My brother is going to try to find me a free 20GB hard drive second hand from a friend which is nice because I have no money to be spending on computers...that money is for my muni frame! :)

Greg,
It seems to have out-smarted me and figured out how to turn itself off without my permission. :)

Thanks,
Andrew

john_childs
2005-05-06, 07:56 PM
Get the power supply checked first. It could be the root of the problem. If the power supply is going bad the BIOS could be getting reset to default settings. The BIOS being reset to default settings could result in the computer running slower. It could also result in the hard drive needing to be rediscovered and then running in a slower access mode.

Changing a power supply is fairly straightforward for a computer repair.

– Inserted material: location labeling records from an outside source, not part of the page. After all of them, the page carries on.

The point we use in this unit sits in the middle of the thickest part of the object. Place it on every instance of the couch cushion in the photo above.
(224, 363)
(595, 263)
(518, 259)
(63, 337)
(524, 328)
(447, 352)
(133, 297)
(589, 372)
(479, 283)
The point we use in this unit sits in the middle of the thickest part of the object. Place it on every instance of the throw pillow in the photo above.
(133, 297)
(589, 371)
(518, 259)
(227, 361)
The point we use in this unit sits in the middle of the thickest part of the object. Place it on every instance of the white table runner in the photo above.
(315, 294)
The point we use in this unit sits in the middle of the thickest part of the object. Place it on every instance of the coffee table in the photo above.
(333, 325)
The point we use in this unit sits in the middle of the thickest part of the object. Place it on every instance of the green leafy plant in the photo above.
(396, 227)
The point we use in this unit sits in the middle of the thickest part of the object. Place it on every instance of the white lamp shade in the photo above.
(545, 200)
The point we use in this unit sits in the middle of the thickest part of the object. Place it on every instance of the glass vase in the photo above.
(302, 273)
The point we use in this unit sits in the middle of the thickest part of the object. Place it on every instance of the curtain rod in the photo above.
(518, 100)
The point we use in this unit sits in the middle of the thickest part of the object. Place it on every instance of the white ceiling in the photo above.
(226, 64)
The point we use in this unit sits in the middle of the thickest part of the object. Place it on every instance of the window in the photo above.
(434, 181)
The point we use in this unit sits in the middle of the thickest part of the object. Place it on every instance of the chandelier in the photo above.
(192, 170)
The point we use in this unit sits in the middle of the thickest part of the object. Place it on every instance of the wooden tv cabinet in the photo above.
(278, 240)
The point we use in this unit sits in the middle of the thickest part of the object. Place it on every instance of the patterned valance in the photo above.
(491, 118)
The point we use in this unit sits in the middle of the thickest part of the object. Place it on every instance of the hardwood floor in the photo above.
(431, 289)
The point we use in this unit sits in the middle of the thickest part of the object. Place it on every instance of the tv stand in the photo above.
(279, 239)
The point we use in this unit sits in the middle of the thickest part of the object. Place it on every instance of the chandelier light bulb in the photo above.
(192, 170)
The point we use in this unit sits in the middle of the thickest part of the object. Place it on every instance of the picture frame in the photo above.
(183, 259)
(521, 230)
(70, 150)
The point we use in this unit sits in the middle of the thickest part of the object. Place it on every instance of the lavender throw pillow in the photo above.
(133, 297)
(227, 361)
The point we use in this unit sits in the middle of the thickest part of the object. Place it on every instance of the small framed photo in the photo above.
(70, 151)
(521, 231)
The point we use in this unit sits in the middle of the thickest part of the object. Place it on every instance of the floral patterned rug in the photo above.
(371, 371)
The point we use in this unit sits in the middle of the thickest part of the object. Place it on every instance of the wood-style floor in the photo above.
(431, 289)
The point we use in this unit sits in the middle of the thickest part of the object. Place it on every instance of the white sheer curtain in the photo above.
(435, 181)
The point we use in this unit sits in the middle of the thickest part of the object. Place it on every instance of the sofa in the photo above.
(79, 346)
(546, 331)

The main issue is getting the right connectors connected to the MB and components. Then routing the mass of cables so they look good and don't restrict air flow in the case and stay out of the way of the fans. Then cable tie them to keep them bundled up and in place.

Take some pictures of what connector is connected where and how the wires are routed. A video picture that you can display on the TV would be good. Then refer to those pictures when putting it all back together.

Then once you get the power supply fixed you'll need to go in the BIOS and change things from the default settings to where they should be to get the computer back up to speed. You may need some advice from experienced people to determine what settings to use for memory access and the hard drive.

The power supply that comes stock in most computers is really bare minimum in terms of quality. The manufacturers don't splurge on a good power supply because that adds cost with no immediate benefit (the benefit comes when they don't fail later on, but by that time the computer is sold and it's in your hands not theirs).